Major League Baseball History

Major League Baseball’s huge popularity is a result of the stars and teams that provide the stories that pass each generation. From 1903, when the first World Series was played, the stories began to unfold from the lows of the “Shoeless” Joe Jackson scandal in the 1919 World Series and the steroids controversy of the 1990s until the present day to the highs of Babe Ruth’s called shot and Hank Aaron’s breaking of Babe Ruth’s home run record. Baseball’s popularity stems from the nationalism and isolationist ideals of the day. Americans loved baseball for many reasons, but one cannot forget that baseball is a sport that started in America and thus contributed to the prevailing ideal that American ideas and culture are superior to European and other cultures. Baseball was loved because it was fun to play, fun to watch, and because it was born in America. In fact, other sports developed in America for much the same reason. We still continue to love baseball, basketball, and football partially because the public perception of these sports is that they were born in America. Our interest in sports is very different than any other part of the world, where soccer plays an extremely important role in the cultures of most of the rest of the world. Whereas, here in America, we tend to fall in love with these American born sports before anything that was born out of a different culture. Of course, if you ask most basketball, baseball, or football fans why they adore their favorite sport so much they will rarely respond with such an answer because they are simply a result of the commercialization of these sports and are responding to the cultural norms that dictate a love for these sports as acceptable. This is not to say that their love is fake, but rather to say that if from another culture whose most popular sport is soccer, they would likely have fallen in love with soccer instead of the American sports the dominate American culture today. So, our love of baseball is indeed rooted in our love of American culture. The history of Major League Baseball is a major success story both culturally and economically because of the public perception of baseball as an American sport that demonstrated the ingenuity of our people in creating a sport that is so well loved from coast to coast.

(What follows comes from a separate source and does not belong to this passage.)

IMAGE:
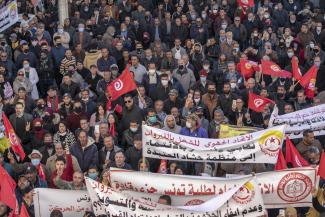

There is a cloud of doubt over who threw the fastest pitch in MLB history partially because of the legendary status one can achieve by throwing so hard, and also because radar guns did not exist in the early days of the MLB. But, Mark Wohlers has been noted as throwing a 107 mph fastball in 2004. But there are some that claim that Nolan Ryan deserves credit for the fastest pitch and still others claim it was Steven Louis Dalkowski. But, a reasonable guess would estimate the fastest pitch at around 107mph and maybe a unit or two faster than that.